Imaging brain cortisol regulation in PTSD with a target for 11β-hydroxysteroid dehydrogenase type 1

Abstract

BACKGROUND. Investigations of stress dysregulation in posttraumatic stress disorder (PTSD) have focused on peripheral cortisol, but none have examined cortisol in the human brain.

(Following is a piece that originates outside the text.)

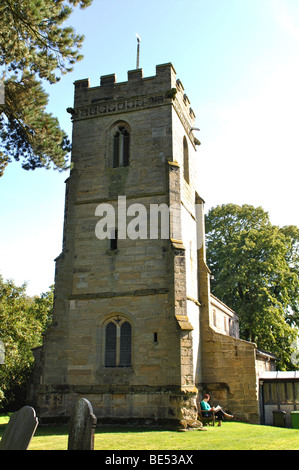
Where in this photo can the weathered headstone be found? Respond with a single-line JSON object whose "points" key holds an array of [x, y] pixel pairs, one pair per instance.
{"points": [[82, 427], [20, 430]]}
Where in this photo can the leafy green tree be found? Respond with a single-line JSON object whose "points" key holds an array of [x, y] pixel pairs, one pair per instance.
{"points": [[22, 323], [255, 266], [34, 46]]}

This study used positron emission tomography (PET) to image 11β-hydroxysteroid dehydrogenase type 1 (11β-HSD1), a cortisol-producing enzyme, as a putative brain cortisol marker in PTSD. METHODS. Sixteen individuals with PTSD and 17 healthy, trauma-exposed controls (TCs) underwent PET imaging with [18F] AS2471907, a radioligand for 11β-HSD1. RESULTS. Prefrontal-limbic 11β-HSD1 availability, estimated as [18F]AS2471907 volume of distribution (VT), was significantly higher in the PTSD group compared with the TC group (β = 1.16, P = 0.0057). Lower prefrontal-limbic 11β-HSD1 availability was related to greater overall PTSD severity (R2 = 0.27, P = 0.038) in the PTSD group. 11β-HSD1 availability was not related to plasma cortisol levels (R2 = 0.026, P = 0.37). In a PTSD subset (n = 10), higher 11β-HSD1 availability was associated with higher availability of translocator protein (TSPO), a microglial marker (β = 4.40, P = 0.039). CONCLUSION. Higher brain cortisol-producing 11β-HSD1 in the PTSD group may represent a resilience-promoting neuroadaptation resulting in lower PTSD symptoms. Along with preliminary associations between 11β-HSD1 and TSPO, corroborating previous evidence of immune suppression in PTSD, these findings collectively challenge previous hypotheses of the deleterious effects of both excessive brain glucocorticoid and brain immune signaling in PTSD.